Created attachment 231015 [details] add Prosody XMPP server advisory 2022-01-13 Add Prosody XMPP server advisory 2022-01-13. The recommended mitigation is to upgrade to Prosody 0.11.12. An update for net-im/prosody has been submitted in bug #261209.
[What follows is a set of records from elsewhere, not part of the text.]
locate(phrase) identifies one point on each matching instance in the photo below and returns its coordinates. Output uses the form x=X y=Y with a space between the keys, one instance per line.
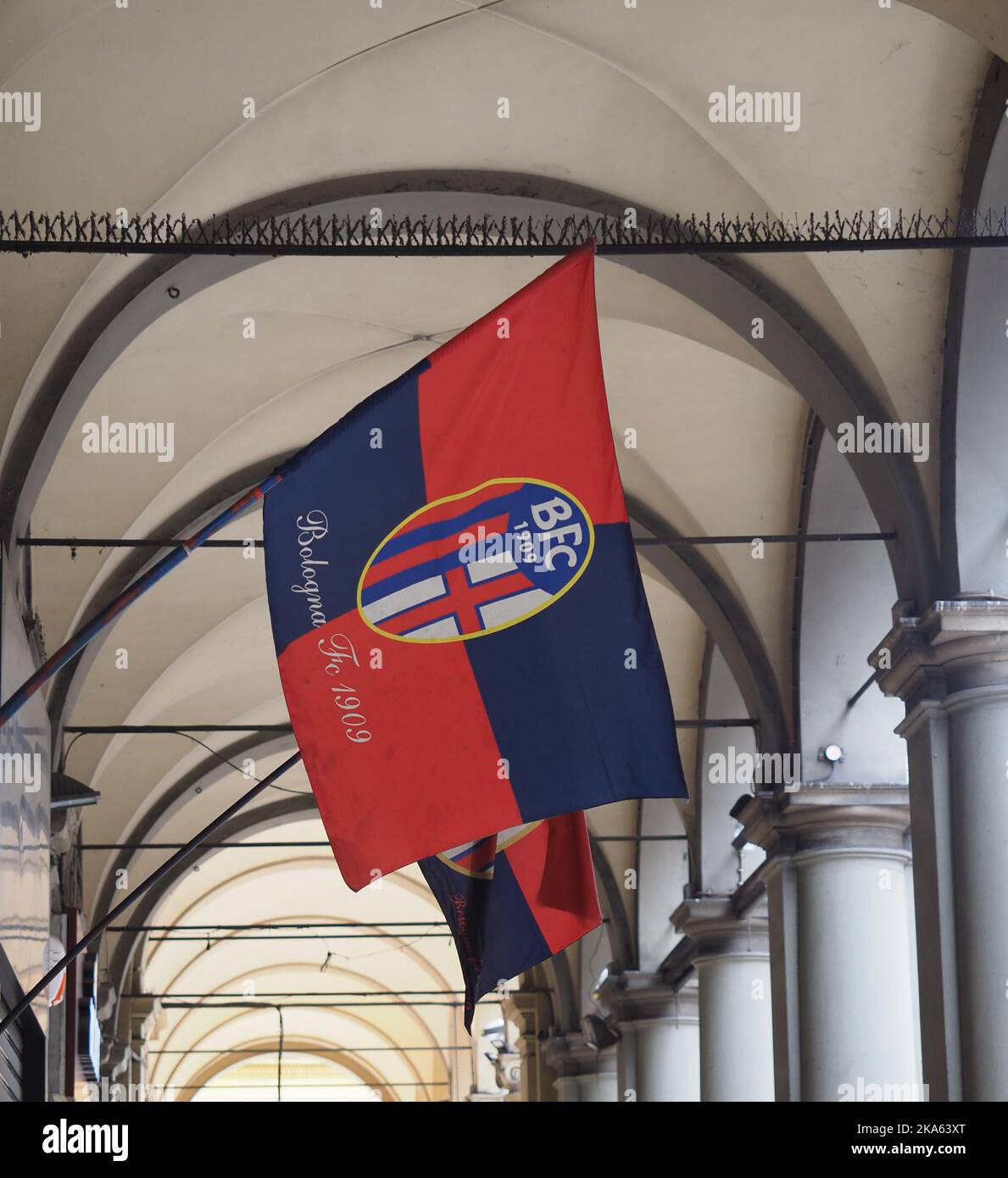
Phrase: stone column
x=731 y=957
x=950 y=667
x=658 y=1056
x=584 y=1075
x=531 y=1011
x=841 y=947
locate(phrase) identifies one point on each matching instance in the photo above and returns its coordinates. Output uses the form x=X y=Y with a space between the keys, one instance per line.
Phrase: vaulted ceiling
x=144 y=108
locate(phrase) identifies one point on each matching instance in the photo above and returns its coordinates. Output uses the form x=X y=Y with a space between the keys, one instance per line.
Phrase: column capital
x=568 y=1054
x=715 y=927
x=636 y=997
x=948 y=647
x=827 y=819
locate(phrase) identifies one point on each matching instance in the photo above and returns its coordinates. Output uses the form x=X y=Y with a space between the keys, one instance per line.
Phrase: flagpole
x=75 y=645
x=166 y=866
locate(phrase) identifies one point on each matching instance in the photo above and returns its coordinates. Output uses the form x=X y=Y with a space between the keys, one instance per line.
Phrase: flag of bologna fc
x=461 y=628
x=515 y=899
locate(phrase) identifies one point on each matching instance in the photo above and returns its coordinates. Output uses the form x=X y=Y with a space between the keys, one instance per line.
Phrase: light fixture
x=599 y=1033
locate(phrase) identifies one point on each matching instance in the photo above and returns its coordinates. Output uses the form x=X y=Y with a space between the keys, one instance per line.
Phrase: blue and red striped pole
x=75 y=645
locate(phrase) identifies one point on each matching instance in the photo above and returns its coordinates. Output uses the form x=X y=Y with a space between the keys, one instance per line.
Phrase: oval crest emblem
x=477 y=562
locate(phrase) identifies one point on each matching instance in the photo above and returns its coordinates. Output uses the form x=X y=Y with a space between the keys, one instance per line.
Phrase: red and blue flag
x=459 y=618
x=515 y=899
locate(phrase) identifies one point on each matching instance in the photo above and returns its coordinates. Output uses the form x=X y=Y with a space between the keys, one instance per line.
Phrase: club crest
x=476 y=562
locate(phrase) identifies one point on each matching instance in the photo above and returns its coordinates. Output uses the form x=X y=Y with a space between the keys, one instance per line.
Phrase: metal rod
x=265 y=1051
x=310 y=993
x=98 y=542
x=639 y=541
x=165 y=867
x=175 y=730
x=229 y=1005
x=295 y=936
x=507 y=248
x=640 y=837
x=75 y=645
x=210 y=1086
x=310 y=924
x=862 y=689
x=827 y=537
x=177 y=846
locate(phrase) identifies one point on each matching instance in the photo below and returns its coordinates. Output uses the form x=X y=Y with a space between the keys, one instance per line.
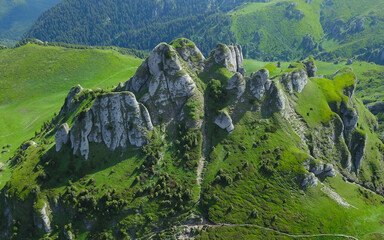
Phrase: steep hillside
x=268 y=30
x=17 y=16
x=192 y=147
x=35 y=79
x=369 y=86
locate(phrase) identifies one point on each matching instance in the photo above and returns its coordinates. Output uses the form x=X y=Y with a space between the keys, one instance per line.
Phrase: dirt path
x=271 y=230
x=200 y=167
x=335 y=196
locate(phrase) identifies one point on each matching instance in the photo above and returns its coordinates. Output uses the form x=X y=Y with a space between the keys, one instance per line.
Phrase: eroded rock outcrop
x=237 y=81
x=310 y=180
x=115 y=119
x=296 y=80
x=230 y=56
x=62 y=136
x=170 y=82
x=69 y=104
x=310 y=66
x=259 y=83
x=190 y=54
x=224 y=121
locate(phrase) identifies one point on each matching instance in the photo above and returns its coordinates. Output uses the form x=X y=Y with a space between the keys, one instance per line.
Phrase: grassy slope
x=272 y=198
x=35 y=80
x=370 y=78
x=243 y=194
x=346 y=11
x=281 y=37
x=17 y=16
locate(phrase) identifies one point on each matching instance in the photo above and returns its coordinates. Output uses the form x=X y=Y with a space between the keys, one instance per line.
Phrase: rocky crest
x=115 y=119
x=167 y=83
x=230 y=56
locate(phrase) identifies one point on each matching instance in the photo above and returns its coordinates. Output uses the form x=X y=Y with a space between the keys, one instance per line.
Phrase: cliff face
x=167 y=83
x=115 y=119
x=190 y=122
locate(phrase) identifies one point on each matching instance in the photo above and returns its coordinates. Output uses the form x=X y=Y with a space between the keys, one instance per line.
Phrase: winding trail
x=200 y=167
x=271 y=230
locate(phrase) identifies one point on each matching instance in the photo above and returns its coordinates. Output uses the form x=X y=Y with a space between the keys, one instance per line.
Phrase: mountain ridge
x=281 y=138
x=267 y=30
A commit in branch main references this bug: URL: https://cgit.FreeBSD.org/ports/commit/?id=504d5f3edc06d542cdcd9c7d64a9c2f611a4e8b4 commit 504d5f3edc06d542cdcd9c7d64a9c2f611a4e8b4 Author: Thomas Zander <riggs@FreeBSD.org> AuthorDate: 2022-01-16 06:30:30 +0000 Commit: Thomas Zander <riggs@FreeBSD.org> CommitDate: 2022-01-16 06:30:30 +0000 security/vuxml: Document Prosody XMPP server advisory 2022-01-13 PR: 261210 Reported by: thomas@beingboiled.info Security: CVE-2022-0217 security/vuxml/vuln-2022.xml | 31 +++++++++++++++++++++++++++++++ 1 file changed, 31 insertions(+)
The vuxml file is updated only on main, not on the quarterly branches.